Louis Puentes Fernandez is just such an example. A mild mannered, small man, in his mid-forties. Mr. Fernandez is living a nightmare due to government bureaucracy. Known by the jailhouse nickname of ‘Chili’, Louis Fernandez immigrated to south western Virginia when he was a year old with his family. Granted permanent resident status, Chili, has spent his entire life in the United States. Upon graduating high school, he registered for selective service, and applied for United Stated citizenship. Traveling to Washington D.C, Louis Fernandez completed the citizenship exam and interview process. Passing both and being told that the government would send him a swearing in date, Mr. Fernandez returned home to wait. As weeks turned into months, Chili questioned the government on several occasions as to his legal status. Each time he was informed to simply wait. To be patient. That sometimes these matters can take some time. A date and time will be mailed to your home.
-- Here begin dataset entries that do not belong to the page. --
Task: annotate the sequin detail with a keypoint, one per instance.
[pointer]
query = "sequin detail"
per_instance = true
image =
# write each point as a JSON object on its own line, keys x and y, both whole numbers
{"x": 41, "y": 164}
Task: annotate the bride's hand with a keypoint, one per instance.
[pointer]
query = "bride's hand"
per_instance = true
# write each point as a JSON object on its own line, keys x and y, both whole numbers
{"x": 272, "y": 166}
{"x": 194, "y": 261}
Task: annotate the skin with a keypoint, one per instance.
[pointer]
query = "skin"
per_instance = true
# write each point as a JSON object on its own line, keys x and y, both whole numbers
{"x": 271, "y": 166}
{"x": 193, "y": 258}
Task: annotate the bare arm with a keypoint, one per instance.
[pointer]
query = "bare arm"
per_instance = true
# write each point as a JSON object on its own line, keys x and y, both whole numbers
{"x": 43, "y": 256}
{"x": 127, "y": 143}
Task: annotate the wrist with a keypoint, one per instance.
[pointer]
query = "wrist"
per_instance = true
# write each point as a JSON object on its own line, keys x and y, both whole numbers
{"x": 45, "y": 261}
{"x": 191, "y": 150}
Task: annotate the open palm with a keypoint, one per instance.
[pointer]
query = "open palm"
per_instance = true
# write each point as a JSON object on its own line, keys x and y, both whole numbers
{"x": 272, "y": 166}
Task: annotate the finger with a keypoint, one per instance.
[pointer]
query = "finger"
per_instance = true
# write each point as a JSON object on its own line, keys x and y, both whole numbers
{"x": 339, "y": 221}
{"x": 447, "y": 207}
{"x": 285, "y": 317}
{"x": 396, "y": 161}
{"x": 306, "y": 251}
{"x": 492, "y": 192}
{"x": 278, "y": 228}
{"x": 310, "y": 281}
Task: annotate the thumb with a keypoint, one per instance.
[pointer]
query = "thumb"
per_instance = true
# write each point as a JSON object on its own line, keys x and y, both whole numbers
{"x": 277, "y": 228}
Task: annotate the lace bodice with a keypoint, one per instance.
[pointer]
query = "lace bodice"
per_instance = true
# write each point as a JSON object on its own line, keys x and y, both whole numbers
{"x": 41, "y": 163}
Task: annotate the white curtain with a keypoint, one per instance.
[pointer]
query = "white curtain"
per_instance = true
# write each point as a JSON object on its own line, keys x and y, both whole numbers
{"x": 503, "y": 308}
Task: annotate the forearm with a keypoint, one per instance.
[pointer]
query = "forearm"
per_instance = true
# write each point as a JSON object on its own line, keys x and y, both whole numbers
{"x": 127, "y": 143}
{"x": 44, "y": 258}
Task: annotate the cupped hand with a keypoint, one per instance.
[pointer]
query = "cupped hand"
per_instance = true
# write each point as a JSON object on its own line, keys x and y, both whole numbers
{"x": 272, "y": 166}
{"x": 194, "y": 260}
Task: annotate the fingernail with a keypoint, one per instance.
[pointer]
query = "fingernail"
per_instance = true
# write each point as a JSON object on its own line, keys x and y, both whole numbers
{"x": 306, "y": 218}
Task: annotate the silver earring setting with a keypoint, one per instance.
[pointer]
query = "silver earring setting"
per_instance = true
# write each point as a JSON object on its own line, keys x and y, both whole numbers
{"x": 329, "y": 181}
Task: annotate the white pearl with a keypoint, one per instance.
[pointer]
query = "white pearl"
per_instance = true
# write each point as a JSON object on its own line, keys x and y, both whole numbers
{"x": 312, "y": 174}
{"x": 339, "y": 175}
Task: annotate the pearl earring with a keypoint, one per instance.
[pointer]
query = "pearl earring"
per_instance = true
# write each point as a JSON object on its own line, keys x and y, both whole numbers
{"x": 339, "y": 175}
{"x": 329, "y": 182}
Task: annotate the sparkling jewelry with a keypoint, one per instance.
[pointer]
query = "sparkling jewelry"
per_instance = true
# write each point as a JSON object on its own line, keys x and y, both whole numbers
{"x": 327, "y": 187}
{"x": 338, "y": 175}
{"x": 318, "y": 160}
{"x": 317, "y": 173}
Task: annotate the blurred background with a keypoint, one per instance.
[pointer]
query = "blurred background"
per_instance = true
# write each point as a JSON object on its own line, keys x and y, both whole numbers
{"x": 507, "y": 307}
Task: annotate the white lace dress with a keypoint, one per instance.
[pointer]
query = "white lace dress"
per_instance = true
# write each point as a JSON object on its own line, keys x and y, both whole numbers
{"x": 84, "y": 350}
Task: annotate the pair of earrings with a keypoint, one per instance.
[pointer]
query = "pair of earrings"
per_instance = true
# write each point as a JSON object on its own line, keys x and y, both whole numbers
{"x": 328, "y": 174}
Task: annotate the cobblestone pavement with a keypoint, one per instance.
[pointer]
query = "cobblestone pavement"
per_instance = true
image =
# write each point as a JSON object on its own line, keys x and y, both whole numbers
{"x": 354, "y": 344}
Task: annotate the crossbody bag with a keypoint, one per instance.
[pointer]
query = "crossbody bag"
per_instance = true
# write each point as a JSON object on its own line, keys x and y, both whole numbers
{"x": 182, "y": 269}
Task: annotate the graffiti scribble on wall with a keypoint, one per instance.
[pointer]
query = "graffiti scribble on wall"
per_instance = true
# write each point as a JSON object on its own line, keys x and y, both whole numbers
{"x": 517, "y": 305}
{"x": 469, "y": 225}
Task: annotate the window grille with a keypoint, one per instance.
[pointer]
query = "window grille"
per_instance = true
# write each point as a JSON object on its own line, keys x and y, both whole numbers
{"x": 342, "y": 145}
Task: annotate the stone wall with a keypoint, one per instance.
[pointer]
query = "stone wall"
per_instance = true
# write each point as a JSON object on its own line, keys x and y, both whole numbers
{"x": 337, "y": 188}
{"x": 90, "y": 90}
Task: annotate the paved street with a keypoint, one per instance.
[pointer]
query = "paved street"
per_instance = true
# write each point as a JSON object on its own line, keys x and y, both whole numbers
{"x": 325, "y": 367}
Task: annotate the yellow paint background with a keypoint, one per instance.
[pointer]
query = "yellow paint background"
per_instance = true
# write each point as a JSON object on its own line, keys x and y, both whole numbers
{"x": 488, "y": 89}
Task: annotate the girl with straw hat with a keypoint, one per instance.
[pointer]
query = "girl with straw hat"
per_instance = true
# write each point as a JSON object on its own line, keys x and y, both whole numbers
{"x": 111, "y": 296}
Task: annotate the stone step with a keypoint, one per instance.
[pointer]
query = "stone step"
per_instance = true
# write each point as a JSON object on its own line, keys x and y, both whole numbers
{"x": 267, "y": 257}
These are all facts so far that the government makes no effort to dispute. They admit that they made a mistake and lost Mr. Fernandez’s file. And yet for the past twenty one months they have tried repeatedly to deport him. The following is the reason why: Nearly six years after applying for citizenship, Louis Fernandez was convicted of a felony. In the United States, the government can initiate deportation proceedings against anyone who is a resident alien and commits a criminal act. Mr. Fernandez’s crime, although not violent or malicious in nature was still admittedly an illegal act. While working full time, Mr. Fernandez fell off of a telephone pole and injured his back. He subsequently became addicted to prescription medications. In April of 2000, he was arrested for buying prescription medications from an undercover police investigator.
Pleading guilty to drug charges, Chili fell under investigation by the immigration and naturalization service (INS). Because of his unorthodox circumstances, Mr. Fernandez fought his deportation based on two key factors. First, since the government failed in their responsibility to fulfill his application procedure, Mr. Fernandez should have already been a full United States citizen by the time he committed his crime and therefore immune from deportation proceedings. In this defense, Chili sought to have his citizenship backdated to six months after he had completed the application and interview process.
His second defense was based on the hardship that deportation would cause. Having lived his entire life in the United States, Mr. Fernandez speaks very limited Spanish, and has children and a grandchild in Virginia. With very limited knowledge of Chili, and with no known relatives outside of this country, Mr. Fernandez would be forced into a life of poverty and despair if deported.
At his first deportation hearing, the courts ruled in favor of Mr. Fernandez. The United States immediately appealed the ruling and on appeal, Chili, was ordered to be deported. The courts ruled that although Chili was not allowed to become a citizen as he should have that if he had not committed a crime he would never have been in such a situation. In January of 2007, Mr. Fernandez took his fight to the United States fourth circuit court of appeals. Realistically this was Mr. Fernandez’s last opportunity to remain in the country. Unfortunately very few people can win against the government. The simple fact is that in order for Chili to stand a chance the government had to take responsibility for making a mistake and correct themselves. That rarely happens.
On October 6, 2007 the United States fourth circuit court of appeals, ruled once again in favor of the government. On November 1, 2007 Louis (Chili) Fernandez was deported. Now all alone in a country he does not know, he tries to make a new life having been abandoned by the country he once felt apart of. All because the government is unwilling to correct a mistake they admittedly made.